Elementary Schools

Enabling Religious Student Groups To Meet In Public Elementary Schools

Community groups, like Child Evangelism Fellowship and other religious groups, have a free speech right to conduct after-school programs for elementary-aged students on the same basis as other community groups, like Boy Scouts and Girl Scouts, are allowed to meet. The Center has represented community groups in many precedent-setting cases in the elementary school context.

Culbertson v. Oakridge School District: The Center secured equal access to elementary schools in Oakridge, Oregon, for Child Evangelism Fellowship Good News Clubs. The clubs meet after school with elementary-aged children who have parental permission to attend. The children hear Bible stories, sing songs, play games, and learn that God loves them.

Citation: Culbertson v. Oakridge School District, 258 F.3d 1060 (9th Cir. 2001)
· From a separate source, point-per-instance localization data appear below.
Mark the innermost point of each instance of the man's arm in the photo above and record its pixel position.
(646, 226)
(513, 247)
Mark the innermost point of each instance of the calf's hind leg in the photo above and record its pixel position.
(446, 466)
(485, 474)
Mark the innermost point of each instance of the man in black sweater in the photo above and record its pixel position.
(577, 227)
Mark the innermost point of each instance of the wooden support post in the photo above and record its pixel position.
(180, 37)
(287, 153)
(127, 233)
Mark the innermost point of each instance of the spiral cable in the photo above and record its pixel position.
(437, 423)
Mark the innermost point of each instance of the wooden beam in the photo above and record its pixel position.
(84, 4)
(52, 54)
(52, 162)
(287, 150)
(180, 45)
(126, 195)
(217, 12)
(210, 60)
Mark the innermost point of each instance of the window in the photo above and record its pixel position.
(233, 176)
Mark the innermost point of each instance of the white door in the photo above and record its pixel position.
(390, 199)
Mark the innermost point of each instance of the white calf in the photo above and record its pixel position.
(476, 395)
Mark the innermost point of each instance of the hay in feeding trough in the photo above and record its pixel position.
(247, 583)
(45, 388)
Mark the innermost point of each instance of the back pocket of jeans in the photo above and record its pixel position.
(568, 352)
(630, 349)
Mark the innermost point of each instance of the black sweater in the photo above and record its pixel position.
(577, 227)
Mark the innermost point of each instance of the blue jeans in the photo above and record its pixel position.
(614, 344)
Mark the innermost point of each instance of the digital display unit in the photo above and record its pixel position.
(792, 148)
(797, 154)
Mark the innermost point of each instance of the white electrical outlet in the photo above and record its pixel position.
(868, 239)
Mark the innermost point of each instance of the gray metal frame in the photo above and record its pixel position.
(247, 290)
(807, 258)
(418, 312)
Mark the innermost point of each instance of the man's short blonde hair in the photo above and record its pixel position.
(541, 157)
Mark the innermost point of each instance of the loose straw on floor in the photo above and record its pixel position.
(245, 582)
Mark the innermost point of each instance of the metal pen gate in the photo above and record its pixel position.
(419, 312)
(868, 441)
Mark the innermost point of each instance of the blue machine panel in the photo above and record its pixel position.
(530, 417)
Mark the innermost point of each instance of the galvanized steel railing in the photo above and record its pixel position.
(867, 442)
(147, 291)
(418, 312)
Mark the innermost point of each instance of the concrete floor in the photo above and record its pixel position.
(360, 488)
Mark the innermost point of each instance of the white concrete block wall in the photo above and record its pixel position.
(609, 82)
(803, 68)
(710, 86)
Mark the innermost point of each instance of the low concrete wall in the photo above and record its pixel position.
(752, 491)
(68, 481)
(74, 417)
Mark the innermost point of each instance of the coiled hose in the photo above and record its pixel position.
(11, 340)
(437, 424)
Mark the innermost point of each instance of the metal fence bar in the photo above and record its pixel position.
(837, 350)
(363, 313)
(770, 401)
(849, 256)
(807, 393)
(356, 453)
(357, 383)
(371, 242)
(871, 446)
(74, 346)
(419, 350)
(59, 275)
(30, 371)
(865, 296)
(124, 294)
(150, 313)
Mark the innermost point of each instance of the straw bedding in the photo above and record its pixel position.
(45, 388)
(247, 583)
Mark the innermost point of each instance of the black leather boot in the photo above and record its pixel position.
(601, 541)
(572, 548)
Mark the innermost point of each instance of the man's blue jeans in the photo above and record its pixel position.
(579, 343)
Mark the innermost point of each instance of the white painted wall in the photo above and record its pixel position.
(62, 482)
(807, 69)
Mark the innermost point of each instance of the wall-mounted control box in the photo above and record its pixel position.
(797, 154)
Good News Club v. Milford Central School: The Supreme Court ruled that a Good News Club must be allowed to meet after school with elementary students. The Center filed an amicus brief in support of the students.

Citation: Good News Club v. Milford Central School, 533 U.S. 98 (2001).
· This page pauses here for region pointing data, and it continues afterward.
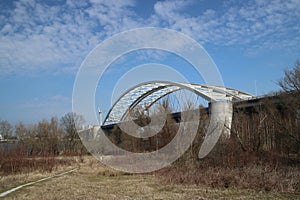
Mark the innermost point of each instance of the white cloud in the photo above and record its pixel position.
(37, 36)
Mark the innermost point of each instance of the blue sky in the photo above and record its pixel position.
(43, 43)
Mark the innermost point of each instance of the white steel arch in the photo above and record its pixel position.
(149, 92)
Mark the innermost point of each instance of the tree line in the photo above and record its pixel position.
(53, 137)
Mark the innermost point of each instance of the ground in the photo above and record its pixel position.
(92, 180)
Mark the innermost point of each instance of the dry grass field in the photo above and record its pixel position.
(94, 181)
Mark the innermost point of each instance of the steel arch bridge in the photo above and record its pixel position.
(150, 92)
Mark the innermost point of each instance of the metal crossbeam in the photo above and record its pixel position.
(150, 92)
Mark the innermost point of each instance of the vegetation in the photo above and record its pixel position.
(262, 153)
(35, 147)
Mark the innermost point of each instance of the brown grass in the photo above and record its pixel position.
(95, 181)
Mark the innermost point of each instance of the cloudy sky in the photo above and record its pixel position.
(44, 42)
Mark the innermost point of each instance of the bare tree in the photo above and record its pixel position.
(291, 80)
(70, 123)
(6, 129)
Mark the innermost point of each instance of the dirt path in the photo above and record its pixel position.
(94, 181)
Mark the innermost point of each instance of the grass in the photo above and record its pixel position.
(95, 181)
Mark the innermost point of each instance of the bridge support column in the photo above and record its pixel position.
(221, 116)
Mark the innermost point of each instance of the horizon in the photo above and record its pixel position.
(44, 43)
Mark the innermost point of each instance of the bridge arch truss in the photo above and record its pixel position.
(150, 92)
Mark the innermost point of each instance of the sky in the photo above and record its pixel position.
(43, 44)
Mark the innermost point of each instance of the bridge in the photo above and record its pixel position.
(220, 100)
(145, 95)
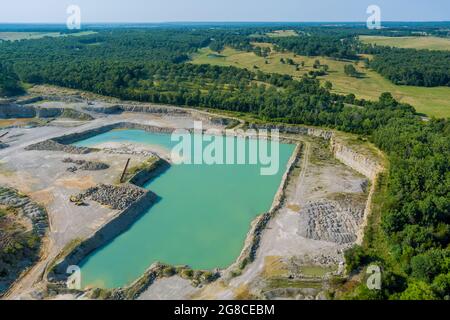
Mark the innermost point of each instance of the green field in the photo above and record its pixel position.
(432, 43)
(16, 36)
(430, 101)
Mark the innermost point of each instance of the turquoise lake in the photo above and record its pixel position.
(201, 220)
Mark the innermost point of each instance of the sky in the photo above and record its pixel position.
(54, 11)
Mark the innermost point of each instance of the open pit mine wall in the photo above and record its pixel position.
(344, 153)
(13, 110)
(111, 230)
(78, 136)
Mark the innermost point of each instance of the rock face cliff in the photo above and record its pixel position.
(355, 160)
(348, 155)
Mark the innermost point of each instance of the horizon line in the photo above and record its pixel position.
(218, 21)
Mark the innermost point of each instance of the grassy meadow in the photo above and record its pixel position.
(370, 85)
(431, 43)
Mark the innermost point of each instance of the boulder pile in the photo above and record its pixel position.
(115, 197)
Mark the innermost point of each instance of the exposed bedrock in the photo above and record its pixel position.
(52, 145)
(23, 225)
(332, 221)
(115, 197)
(27, 209)
(357, 161)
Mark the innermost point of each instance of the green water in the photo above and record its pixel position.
(202, 218)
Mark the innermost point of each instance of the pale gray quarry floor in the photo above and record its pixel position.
(43, 176)
(174, 288)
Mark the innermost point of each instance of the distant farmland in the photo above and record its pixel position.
(430, 101)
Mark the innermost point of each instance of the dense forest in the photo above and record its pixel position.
(9, 81)
(152, 65)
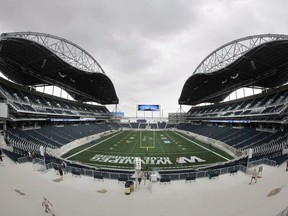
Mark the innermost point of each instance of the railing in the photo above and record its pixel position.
(115, 174)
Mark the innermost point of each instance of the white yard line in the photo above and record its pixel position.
(91, 146)
(203, 147)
Christian Evangelism Fellowship of Montgomery County v. Montgomery County Public Schools II: A public school district adopted a new policy and continued to refuse to distribute fliers to parents about a religious after-school program that taught children about God, even though fliers for nonreligious community groups frequently were sent home to parents. The Center sued on behalf of Child Evangelism Fellowship and won a ruling in the Fourth Circuit that the new policy violated the Free Speech Clause.
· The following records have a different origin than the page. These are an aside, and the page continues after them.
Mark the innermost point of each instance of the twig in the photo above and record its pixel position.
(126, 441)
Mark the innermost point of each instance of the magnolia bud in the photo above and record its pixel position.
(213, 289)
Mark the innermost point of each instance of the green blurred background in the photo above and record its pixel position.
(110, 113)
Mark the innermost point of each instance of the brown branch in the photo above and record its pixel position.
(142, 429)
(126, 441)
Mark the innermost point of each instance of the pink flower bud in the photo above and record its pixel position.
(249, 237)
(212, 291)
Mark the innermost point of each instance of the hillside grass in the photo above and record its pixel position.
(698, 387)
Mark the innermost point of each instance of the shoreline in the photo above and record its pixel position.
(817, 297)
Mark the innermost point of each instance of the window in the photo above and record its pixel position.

Citation: Child Evangelism Fellowship of Maryland v. Montgomery County Public Schools, 457 F.3d 376 (4th Cir. 2006).

Child Evangelism Fellowship of New Jersey v. Stafford Township School District: A public school district refused to distribute fliers to parents about a religious after-school program that taught children about God, even though fliers for nonreligious community groups frequently were sent home to parents. The Center sued on behalf of the Child Evangelism Fellowship chapter and won.

Citation: Child Evangelism Fellowship of New Jersey v. Stafford Township School District, 386 F.3d 514 (3d Cir. 2004), aff’g, 233 F. Supp.2d 647 (D.N.J. 2002).

Christian Evangelism Fellowship of Montgomery County v. Montgomery County Public Schools I: A public school district refused to distribute fliers to parents about a religious after-school program that taught children about God, even though fliers for nonreligious community groups frequently were sent home to parents. The Center sued on behalf of Child Evangelism Fellowship chapter and won a ruling that distribution of religious community groups’ fliers would not violate the Establishment Clause.

Citation: Child Evangelism Fellowship of Maryland v. Montgomery County Public Schools, 373 F.3d 589 (4th Cir. 2004).